田中 浩康(たなか ひろやす、1982年5月24日 - )は、京都府木津川市出身のプロ野球選手東京ヤクルトスワローズ所属。右投右打、ポジションは内野手(主に二塁手、一軍では他に遊撃手三塁手もつとめる)。ニックネームは「野球学博士」。

目次

[編集] 経歴

[編集] アマチュア時代

小学校2年生のときに野球を始める。中学校時代は木津第二中学校2年時にボーイズリーグのチーム、奈良スターズ(現南京都ニュースターズ)に入団しプレイする。

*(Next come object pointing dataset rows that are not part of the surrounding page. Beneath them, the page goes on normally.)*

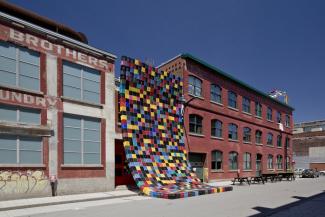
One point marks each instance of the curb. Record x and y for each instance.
(65, 202)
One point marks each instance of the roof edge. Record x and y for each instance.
(230, 77)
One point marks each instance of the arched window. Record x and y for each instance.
(269, 139)
(196, 124)
(232, 99)
(233, 160)
(233, 131)
(279, 141)
(258, 137)
(258, 109)
(247, 161)
(194, 86)
(279, 162)
(270, 161)
(215, 92)
(216, 128)
(269, 114)
(216, 160)
(247, 134)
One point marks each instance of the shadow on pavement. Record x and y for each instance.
(264, 211)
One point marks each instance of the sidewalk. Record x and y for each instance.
(46, 201)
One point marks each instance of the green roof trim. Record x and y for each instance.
(231, 78)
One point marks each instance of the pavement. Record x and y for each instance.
(303, 197)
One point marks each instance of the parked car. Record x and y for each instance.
(298, 171)
(309, 173)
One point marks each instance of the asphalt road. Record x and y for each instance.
(303, 197)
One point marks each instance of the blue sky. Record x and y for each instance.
(267, 44)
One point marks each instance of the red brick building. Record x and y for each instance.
(229, 124)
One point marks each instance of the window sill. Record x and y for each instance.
(23, 90)
(198, 97)
(234, 109)
(217, 103)
(217, 171)
(23, 165)
(217, 138)
(24, 129)
(195, 134)
(82, 166)
(86, 103)
(247, 113)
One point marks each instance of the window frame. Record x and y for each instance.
(197, 84)
(233, 160)
(196, 124)
(247, 132)
(247, 161)
(82, 139)
(19, 150)
(216, 93)
(246, 105)
(214, 160)
(215, 131)
(232, 132)
(258, 109)
(260, 137)
(18, 72)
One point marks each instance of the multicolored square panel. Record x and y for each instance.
(152, 127)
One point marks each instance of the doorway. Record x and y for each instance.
(123, 175)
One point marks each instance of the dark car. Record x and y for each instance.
(309, 173)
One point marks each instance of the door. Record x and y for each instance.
(258, 164)
(122, 173)
(197, 163)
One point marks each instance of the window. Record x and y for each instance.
(287, 142)
(269, 139)
(258, 137)
(19, 67)
(278, 117)
(233, 160)
(20, 150)
(247, 134)
(81, 83)
(279, 162)
(195, 124)
(270, 161)
(216, 160)
(194, 86)
(287, 123)
(216, 95)
(269, 114)
(247, 161)
(232, 99)
(81, 140)
(279, 141)
(19, 114)
(246, 105)
(258, 109)
(216, 128)
(232, 131)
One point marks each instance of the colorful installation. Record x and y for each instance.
(152, 127)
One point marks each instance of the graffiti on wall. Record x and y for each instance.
(12, 182)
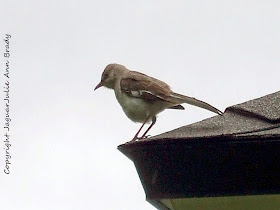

高校は香川県尽誠学園高等学校に入学し、1年時と2年時に二塁手として全国高等学校野球選手権大会に出場する。甲子園での成績は12打数2安打1打点。

2001年早稲田大学に入学。1年春から二塁のレギュラーに定着し、六大学リーグ戦の全試合に出場。3年秋にベストナイン獲得。青木宣親と1・2番、また鳥谷敬(現阪神タイガース)と二遊間を組み、走攻守揃った二塁手として活躍する。4年時にはキャプテンを務め、鳥谷が抜けた後のショートも担った。史上24人目となる大学通算100安打以上(102安打)を放つ。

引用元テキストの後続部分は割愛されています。